With a Pilates-toned body and a vegan diet, fashion journalist Donata Sartorio is not your typical legendary lady of Milan. But despite her renegade tendencies, she’s a stickler for The Rules. Here, she presents her personal decrees, as well as the traditional ordinances that guide the Milanese good life.


The idea of searching for style—and not trends—is very Milanese. Women here are used to dressing in uniforms. There’s a certain amount of formality, great culture, also a bit of humor.

I like things with a twist, but nothing crazy. In Milan you can’t go around with short shorts and Botox. It’s frowned upon. There’s still a classicism here.

Children are raised very classically in Milan. Then they run off to university and go crazy, but then they come back, marry a proper Milanese person and return to tradition. It’s very rare that someone marries someone foreign or exotic. The family is fundamental.

Fathers have always gifted their clothes to their sons. But this never happens with women. Vintage is not very Milanese.

Sobriety has always been the rule for Milanese dressing. Now, mothers in their 30s are waking up—a bit too much. They are trying to become free from tradition but without taste, and they make big mistakes. They allow their children to dress like fashionistas. The kids choose everything on their phone and the mother can’t explain anything. It’s a mess.

I do not want to hear “Ciao” from the staff at a restaurant or store. You should never address someone casually unless you know them personally. Never give the Tu to the cleaning lady, either.


I’ve been a vegan for 25 years. At first I was more Taliban about it and tried to convince people, though now I realize that’s useless. But I only ever serve vegan food at dinner, and I only invite people who will eat it.

I like inviting people to dinner who have never met. I mix 30-year-olds with 80- year-olds—that’s when something unexpected happens.

I love preparing the house and the table with a tablecloth and plates that go with my current inspiration. Right now, I am using a lot of green. But it’s always a mix of things—layers everywhere.

I set the table very traditionally, with at least three or four plates [from Conran] stacked on top of each other and bee glasses from Le Caveau de la Porcelaine Blanche in St. Tropez.

When I serve meals, I like to give people possibilities. I use two lazy Susans on the table with different olive oils, umeboshi vinegar, balsamic vinegar, algae and sea salts so you can make your own flavors with the vegetables.

I only do seated dinners at home—usually for 10 people. I have the housekeeper prepare and cut all of the vegetables in advance, then I cook and serve. She comes back to clean up when we’re done.

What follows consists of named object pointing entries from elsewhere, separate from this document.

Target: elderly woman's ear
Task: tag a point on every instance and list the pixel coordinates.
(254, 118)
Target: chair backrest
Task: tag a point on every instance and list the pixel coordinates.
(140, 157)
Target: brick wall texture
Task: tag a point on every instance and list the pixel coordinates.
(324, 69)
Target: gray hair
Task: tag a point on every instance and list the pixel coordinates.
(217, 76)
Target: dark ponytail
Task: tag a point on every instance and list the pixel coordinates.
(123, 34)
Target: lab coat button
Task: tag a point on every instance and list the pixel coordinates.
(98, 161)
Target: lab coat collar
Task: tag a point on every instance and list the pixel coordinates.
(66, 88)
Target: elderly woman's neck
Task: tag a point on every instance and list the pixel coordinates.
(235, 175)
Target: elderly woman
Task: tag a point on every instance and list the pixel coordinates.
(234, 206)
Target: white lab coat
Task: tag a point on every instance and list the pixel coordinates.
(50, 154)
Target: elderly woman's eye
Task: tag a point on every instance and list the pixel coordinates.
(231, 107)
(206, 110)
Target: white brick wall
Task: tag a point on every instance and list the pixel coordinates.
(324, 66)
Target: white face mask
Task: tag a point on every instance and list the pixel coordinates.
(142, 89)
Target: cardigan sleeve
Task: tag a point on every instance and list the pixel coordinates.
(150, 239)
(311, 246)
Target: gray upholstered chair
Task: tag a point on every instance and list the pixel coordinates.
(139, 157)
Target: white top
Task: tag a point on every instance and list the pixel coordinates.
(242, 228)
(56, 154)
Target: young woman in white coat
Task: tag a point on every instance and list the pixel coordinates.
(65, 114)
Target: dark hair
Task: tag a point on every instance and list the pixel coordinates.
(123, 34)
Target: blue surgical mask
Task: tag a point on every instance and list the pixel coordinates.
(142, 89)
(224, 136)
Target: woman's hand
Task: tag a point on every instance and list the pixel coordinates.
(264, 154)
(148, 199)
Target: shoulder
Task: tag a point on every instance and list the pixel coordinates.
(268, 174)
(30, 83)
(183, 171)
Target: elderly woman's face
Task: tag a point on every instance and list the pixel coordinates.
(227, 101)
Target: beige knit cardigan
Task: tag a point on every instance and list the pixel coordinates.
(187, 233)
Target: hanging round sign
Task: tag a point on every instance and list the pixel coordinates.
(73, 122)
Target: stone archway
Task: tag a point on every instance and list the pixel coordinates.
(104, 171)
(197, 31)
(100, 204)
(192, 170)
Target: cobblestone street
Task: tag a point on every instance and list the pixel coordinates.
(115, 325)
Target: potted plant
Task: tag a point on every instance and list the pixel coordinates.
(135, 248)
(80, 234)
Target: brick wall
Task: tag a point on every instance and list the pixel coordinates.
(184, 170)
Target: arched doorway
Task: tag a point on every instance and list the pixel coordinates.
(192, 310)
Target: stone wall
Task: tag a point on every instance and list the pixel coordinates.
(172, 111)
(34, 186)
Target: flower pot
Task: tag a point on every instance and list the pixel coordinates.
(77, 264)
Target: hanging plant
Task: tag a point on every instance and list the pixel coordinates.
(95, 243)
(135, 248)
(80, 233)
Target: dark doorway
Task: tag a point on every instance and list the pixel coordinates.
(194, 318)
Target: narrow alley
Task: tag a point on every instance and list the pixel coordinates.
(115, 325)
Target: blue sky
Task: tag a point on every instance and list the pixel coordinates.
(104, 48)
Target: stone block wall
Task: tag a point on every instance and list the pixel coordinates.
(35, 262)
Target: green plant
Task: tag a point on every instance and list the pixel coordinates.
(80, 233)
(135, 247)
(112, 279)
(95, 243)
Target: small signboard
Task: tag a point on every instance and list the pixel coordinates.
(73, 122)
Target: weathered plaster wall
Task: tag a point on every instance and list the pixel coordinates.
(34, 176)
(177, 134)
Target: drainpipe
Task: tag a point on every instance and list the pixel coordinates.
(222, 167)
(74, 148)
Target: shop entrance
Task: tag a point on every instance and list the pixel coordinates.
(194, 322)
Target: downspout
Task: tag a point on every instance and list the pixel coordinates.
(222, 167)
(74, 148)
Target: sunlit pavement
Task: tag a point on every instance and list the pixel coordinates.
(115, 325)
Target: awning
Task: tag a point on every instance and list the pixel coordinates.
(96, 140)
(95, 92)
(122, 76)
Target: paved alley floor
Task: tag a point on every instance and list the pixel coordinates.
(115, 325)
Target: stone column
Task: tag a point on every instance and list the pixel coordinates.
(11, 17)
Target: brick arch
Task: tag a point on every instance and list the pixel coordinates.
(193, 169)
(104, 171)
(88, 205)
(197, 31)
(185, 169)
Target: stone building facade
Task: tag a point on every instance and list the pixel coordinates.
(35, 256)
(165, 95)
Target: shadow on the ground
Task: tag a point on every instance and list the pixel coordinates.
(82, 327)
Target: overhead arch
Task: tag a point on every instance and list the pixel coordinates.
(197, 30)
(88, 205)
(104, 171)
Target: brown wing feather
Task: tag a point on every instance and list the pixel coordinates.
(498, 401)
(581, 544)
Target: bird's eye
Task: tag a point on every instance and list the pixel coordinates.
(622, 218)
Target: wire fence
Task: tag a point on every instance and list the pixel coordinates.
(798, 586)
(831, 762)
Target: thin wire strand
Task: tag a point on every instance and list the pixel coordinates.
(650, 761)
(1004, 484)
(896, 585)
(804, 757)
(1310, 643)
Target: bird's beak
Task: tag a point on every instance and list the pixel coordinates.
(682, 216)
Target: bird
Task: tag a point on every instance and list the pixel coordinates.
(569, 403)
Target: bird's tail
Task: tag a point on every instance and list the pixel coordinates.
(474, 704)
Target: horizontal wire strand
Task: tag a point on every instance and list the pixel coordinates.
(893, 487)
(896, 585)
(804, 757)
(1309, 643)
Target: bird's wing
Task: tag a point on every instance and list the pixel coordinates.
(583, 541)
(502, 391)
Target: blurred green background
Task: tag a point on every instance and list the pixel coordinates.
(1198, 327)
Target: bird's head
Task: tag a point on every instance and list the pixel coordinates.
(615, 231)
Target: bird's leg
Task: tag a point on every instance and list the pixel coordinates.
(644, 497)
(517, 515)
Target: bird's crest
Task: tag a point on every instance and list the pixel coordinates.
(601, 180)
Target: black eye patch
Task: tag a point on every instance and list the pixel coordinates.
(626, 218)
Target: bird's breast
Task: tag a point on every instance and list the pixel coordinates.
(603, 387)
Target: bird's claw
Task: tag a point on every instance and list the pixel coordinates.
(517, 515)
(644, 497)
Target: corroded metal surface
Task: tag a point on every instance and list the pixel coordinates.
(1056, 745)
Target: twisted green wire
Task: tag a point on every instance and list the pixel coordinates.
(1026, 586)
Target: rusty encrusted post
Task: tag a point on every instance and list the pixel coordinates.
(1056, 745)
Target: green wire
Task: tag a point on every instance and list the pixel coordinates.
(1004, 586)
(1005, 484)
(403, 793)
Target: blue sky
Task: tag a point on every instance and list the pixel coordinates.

If I were very rich, I’d buy everything from [Milan homeware shop] Kitchen. They have the best quality pots and pans.

Silver is something you need to clean regularly and use. You shouldn’t put it away. It adds a certain elegance. All my silver comes from my family and my wedding gifts, and I use it daily.


I don’t care to “shine” from the reflection of my dress. I prefer subtle elegance and great quality from brands like Massimo Alba, Alberto Biani and Alberto Aspesi, with a few additions from [the Milanese shop] Pupi Solari. They are casual but hyper-elegant.

It used to be that you couldn’t wear anything too short or too transparent when you were in the city. Now everything is accepted—but I can’t look at it.

My mother was a truly elegant woman who had her clothes custom-made by Italian sartorie. As soon as I could afford to, I dressed in that way, and became obsessed with jackets, pants and shirts from Armani that are still nearly perfect today.

For shoes, I like moccasins by Tod’s and CB Made in Italy. For heels, I do Louboutin, Alaïa and Aquazzura.

I like to stack rings on the same finger. I buy jewelry at Oro, Incenso e Miro in Milan’s Via Mirabello. They have old antiques and old things.

My hair was red my whole life, and I used to hate it. It was too obvious. But now I’ve accepted it. For the dying, I use natural products only and I drink aloe, which helps a lot.

I’ve worn Prada for centuries. My love for Prada now exists more for the big bags, clutches, beauty cases and sandals because the fashion has become a little too “trendy.” However, rummaging between behind the scenes in the shop you can still find little classic things.

Perfume: I love it! I cannot help it, I wear too much in the morning and in the evening. I hate new, basic perfume— “American,” I say. I’ve always used Chanel No. 5, which I love to mix with men’s fragrances like “Chanel pour Monsieur,” or “Eau Sauvage” by Dior. I also like Prada’s “Iris.”